In the past, PPP has held assembly lines with bins of the period products collected so that students can create their own package to donate. (PPP website)

After the donations are collected, PPP usually holds a school-wide “period packing party,” which Andrea Rix (‘22) described as “therapeutic.” At this lunchtime event, students can pack paper bags with period products as they go down an assembly line filled with the donations collected. “The main goal is to create individual kits, rather than donating a whole pack of products to somebody,” Andrea said. Yasi went on to explain that it was more practical for homeless populations, as the kits are compartmentalized and hold enough products to cover one cycle.

PPP has also raised large amounts of money to provide funding for those products. On PPP’s website, it states, “in October of 2021, PPP raised over $7,500 selling pink polos to Bishop’s students! Over 420 polos were sold (nearly half of the student body!), each of which financed ten months’ worth of menstrual products for someone in need.”
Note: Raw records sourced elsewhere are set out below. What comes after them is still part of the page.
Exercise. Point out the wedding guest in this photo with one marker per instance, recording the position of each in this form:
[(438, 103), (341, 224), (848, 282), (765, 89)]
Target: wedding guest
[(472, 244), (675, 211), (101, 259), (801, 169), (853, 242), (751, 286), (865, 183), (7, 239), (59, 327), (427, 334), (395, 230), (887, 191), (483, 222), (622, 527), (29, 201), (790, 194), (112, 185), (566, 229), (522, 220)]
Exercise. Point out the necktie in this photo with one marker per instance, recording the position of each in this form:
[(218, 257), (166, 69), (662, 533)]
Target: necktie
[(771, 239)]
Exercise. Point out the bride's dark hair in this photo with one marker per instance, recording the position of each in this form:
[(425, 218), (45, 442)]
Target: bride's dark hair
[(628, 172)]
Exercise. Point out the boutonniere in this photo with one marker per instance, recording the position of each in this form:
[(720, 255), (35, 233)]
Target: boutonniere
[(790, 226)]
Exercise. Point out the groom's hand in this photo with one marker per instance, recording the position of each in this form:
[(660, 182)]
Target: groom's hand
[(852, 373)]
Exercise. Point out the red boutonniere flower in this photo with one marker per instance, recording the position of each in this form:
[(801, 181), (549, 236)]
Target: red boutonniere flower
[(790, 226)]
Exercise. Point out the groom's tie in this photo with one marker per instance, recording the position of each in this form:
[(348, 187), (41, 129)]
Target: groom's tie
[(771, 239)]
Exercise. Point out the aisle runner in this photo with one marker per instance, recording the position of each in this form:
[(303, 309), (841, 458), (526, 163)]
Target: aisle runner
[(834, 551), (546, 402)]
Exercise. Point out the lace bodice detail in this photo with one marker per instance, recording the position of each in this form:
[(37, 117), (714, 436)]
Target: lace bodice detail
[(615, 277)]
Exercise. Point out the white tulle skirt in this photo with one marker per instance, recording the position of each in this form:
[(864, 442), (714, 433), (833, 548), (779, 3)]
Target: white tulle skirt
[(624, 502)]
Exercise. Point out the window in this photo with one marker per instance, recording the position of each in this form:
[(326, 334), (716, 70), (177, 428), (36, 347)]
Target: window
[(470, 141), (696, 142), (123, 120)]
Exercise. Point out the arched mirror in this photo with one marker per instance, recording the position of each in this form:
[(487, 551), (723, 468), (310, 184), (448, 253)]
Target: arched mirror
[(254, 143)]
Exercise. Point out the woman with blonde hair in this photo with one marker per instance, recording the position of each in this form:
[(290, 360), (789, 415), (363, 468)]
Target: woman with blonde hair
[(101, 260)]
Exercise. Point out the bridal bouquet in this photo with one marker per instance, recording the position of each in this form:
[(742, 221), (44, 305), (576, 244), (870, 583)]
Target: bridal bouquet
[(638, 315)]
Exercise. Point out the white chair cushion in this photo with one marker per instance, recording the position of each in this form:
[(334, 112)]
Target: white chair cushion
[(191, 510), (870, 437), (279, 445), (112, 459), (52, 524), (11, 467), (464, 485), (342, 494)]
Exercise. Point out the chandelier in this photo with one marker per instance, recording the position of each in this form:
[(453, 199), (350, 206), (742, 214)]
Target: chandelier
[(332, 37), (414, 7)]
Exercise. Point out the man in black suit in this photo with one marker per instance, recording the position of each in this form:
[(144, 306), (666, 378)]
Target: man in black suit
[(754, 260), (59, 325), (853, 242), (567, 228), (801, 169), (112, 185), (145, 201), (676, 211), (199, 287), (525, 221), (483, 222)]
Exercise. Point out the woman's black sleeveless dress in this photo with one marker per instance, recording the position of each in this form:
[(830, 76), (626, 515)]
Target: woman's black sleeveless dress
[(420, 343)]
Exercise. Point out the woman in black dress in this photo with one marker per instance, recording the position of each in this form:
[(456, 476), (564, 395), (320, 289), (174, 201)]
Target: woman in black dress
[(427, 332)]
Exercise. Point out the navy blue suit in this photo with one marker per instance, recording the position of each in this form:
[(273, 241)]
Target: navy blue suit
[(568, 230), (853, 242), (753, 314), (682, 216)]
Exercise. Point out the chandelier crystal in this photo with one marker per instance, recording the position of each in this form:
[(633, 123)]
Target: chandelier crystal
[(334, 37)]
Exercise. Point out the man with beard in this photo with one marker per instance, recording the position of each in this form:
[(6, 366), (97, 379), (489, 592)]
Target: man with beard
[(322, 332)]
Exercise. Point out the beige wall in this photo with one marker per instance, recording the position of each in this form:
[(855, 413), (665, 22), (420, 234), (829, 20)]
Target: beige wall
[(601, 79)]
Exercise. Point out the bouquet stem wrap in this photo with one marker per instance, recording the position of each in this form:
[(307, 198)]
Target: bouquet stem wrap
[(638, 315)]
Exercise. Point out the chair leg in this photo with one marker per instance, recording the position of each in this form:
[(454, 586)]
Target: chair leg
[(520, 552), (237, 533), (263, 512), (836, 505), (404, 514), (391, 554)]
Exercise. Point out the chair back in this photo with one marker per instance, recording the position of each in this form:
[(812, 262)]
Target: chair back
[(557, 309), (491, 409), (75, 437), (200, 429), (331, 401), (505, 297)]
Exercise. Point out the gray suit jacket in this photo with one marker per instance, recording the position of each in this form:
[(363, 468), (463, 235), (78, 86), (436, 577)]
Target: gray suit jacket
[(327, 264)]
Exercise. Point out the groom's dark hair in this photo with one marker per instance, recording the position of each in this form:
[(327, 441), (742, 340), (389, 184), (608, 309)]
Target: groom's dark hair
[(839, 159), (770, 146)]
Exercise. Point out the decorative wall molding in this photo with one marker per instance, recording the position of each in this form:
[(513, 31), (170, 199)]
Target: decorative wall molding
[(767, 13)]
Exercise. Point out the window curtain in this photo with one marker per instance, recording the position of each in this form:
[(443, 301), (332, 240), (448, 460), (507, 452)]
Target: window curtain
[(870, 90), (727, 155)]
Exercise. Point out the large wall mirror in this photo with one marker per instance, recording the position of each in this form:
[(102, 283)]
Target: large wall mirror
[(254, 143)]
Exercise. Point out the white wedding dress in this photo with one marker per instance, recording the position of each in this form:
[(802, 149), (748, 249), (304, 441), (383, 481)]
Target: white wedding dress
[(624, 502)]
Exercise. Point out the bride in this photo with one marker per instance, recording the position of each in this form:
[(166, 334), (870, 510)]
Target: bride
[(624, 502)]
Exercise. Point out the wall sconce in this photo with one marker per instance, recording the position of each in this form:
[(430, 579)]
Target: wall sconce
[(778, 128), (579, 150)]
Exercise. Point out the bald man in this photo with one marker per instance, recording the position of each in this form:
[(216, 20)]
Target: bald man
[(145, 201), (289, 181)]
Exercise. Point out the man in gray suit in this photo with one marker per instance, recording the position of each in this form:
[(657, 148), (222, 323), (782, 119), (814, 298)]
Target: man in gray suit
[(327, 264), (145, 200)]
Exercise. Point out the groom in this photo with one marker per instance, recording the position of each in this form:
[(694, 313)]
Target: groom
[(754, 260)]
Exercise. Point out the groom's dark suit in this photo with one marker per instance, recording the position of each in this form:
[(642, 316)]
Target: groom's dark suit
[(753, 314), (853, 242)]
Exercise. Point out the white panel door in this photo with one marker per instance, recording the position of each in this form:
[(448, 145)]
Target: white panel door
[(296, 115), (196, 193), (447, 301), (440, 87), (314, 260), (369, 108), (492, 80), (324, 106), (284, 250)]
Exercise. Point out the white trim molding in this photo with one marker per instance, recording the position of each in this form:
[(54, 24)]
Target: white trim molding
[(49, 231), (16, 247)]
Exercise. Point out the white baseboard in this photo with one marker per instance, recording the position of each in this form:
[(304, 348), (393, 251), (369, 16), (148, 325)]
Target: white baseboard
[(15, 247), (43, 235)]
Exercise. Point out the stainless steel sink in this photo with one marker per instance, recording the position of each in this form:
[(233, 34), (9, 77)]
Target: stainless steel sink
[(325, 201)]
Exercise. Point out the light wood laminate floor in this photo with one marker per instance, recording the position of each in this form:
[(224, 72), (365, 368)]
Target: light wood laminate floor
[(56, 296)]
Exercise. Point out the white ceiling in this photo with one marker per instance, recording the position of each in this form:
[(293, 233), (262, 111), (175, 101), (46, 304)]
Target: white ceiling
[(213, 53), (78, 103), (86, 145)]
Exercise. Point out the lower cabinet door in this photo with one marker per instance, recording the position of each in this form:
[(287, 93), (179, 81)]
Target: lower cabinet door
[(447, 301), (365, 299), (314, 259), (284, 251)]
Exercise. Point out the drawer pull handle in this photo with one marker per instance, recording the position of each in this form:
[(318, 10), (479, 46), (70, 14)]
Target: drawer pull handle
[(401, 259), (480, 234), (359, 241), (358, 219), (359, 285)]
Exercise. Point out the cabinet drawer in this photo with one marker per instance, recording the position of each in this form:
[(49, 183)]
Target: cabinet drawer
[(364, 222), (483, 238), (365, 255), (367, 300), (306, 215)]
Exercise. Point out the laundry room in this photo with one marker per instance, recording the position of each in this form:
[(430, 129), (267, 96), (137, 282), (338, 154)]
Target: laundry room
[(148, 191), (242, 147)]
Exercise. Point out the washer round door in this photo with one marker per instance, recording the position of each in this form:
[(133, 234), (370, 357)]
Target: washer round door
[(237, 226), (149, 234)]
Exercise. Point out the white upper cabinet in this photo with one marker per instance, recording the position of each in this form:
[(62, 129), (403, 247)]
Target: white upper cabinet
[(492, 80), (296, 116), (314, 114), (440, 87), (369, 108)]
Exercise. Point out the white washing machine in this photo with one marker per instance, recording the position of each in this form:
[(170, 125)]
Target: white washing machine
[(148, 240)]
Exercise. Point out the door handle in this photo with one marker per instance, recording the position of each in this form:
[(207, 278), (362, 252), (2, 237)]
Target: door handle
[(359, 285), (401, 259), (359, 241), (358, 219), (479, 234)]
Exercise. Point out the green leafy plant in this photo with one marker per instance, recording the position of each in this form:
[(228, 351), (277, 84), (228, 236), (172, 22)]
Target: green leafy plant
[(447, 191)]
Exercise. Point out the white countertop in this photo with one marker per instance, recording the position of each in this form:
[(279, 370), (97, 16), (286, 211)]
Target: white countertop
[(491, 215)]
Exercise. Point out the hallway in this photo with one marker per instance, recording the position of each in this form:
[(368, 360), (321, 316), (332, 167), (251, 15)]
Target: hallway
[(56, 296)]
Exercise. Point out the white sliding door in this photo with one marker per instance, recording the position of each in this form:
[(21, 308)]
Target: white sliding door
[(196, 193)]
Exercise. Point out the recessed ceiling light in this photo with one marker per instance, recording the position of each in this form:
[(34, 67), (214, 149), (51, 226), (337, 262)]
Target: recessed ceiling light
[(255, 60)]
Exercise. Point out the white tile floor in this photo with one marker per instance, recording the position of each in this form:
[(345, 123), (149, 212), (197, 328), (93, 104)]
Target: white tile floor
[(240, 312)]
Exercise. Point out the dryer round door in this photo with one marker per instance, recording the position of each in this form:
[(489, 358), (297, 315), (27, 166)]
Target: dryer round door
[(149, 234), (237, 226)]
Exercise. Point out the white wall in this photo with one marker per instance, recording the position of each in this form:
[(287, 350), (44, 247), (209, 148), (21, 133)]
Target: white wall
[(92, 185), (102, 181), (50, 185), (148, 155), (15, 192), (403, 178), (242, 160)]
The Period Poverty Project has not only influenced people in need of menstrual products, but they also continue to impact many students through these drives. During our interview with the two co-founders, Advay Chandra (‘22) came up and excitedly commented that his advisory had participated in the current PPP drive. “I [told] Mrs. Broderick that we need to set a goal [for how many products to bring in]. You’ll be getting at least 50 pads from our advisory,” he told Andrea and Yasi.  

As a final note, Andrea and Yasi said, “Come join us in our period packing party at lunch to pack kits of menstrual products to serve someone in need. You might find it surprisingly fun!” If you need therapy or comfort, look out for a period packing party in the upcoming weeks!